Canadian Musicians Stand Up to Labels

A group of Canadian musicians began speaking out Wednesday, saying record labels are not acting in the artists' best interests by suing fans and using digital rights management. The group, called the Canadian Music Creators Coalition, hopes to counter the influence of lobbyists for the labels in the creation of copyright law.

Some of the musicians involved would be recognizable to American music fans: the Barenaked Ladies, Avril Lavigne, Sarah MacLachlan, Sum 41, and Our Lady Peace among others.

"I think suing our fans is the wrong path to take when we're trying to nurture our fan base," Steven Page of the Barenaked Ladies said on the Canada AM television show Wednesday. "Studies show that people who share music online are more apt to spend more money on music."


The Coalition is looking to repeal provisions of the Copyright Act that make it illegal share songs for non-commercial purposes. In addition, the group opposes any changes to the law that would make it easier for the record companies to sue.

Digital rights management is also a focus of the group's lobbying. They claim that most artists do not support DRM, as it curtails the listener's enjoyment of the music they buy.

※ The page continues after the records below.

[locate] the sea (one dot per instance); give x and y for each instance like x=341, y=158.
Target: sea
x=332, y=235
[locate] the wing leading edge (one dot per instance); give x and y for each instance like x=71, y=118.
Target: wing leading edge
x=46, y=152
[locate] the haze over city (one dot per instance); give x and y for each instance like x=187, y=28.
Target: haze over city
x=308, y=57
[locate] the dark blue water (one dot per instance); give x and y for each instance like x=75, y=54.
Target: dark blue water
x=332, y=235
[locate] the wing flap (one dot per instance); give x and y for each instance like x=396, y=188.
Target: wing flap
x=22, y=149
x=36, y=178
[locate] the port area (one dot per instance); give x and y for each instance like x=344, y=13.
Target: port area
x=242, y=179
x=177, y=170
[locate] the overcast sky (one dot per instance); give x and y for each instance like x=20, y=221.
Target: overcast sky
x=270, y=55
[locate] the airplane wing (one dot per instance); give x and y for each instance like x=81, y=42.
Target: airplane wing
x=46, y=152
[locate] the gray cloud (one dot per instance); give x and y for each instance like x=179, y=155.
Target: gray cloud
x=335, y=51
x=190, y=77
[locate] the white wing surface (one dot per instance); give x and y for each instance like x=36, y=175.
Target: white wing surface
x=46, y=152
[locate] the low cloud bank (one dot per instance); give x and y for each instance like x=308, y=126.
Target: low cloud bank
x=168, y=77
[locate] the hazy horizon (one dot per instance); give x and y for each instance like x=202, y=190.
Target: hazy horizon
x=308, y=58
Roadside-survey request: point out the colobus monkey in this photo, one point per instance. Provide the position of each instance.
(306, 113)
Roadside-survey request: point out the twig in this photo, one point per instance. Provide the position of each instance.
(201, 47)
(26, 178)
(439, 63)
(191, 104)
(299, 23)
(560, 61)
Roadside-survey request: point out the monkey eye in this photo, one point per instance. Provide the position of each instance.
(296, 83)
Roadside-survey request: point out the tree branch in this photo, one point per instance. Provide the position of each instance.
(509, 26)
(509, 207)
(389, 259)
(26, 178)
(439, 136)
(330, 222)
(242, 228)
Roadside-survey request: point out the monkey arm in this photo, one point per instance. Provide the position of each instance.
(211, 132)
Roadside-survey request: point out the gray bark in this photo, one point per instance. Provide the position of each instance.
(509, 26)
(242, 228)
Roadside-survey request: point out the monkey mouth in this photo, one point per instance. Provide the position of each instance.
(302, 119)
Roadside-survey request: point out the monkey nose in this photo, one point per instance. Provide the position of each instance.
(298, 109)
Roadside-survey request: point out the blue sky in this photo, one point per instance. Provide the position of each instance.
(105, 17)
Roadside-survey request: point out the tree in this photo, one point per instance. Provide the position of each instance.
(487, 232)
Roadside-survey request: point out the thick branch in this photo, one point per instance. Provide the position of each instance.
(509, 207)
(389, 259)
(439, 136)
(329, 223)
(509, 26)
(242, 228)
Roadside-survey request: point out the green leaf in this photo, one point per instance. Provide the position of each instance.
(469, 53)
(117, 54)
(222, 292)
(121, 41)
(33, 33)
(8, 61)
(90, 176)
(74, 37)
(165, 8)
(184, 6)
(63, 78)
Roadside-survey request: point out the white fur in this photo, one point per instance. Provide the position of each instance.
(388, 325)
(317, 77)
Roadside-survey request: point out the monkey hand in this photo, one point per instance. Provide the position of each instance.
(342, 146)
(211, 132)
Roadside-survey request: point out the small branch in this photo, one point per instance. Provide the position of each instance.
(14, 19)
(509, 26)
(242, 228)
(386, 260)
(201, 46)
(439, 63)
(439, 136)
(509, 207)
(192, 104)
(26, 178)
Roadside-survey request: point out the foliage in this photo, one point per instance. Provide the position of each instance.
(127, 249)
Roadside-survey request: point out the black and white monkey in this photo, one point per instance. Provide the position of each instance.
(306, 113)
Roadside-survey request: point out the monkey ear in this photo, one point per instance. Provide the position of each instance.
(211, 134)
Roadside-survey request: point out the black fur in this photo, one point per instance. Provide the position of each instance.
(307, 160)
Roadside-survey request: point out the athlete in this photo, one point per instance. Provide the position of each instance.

Additionally, the Coalition is pushing for fair use laws that would allow the listener to transfer their digital music to other formats.

"That's really frustrating as a musician and a fan," Page said. "When you make music, you want people to listen to it wherever."

The Canadian Music Creators Coalition is also involved in some offline work as well. The group says too much focus is placed on groups from outside the country, and it is pushing for the government to support programs like the Canada Music Fund, and invest in music education along with giving artists more bargaining power over their music.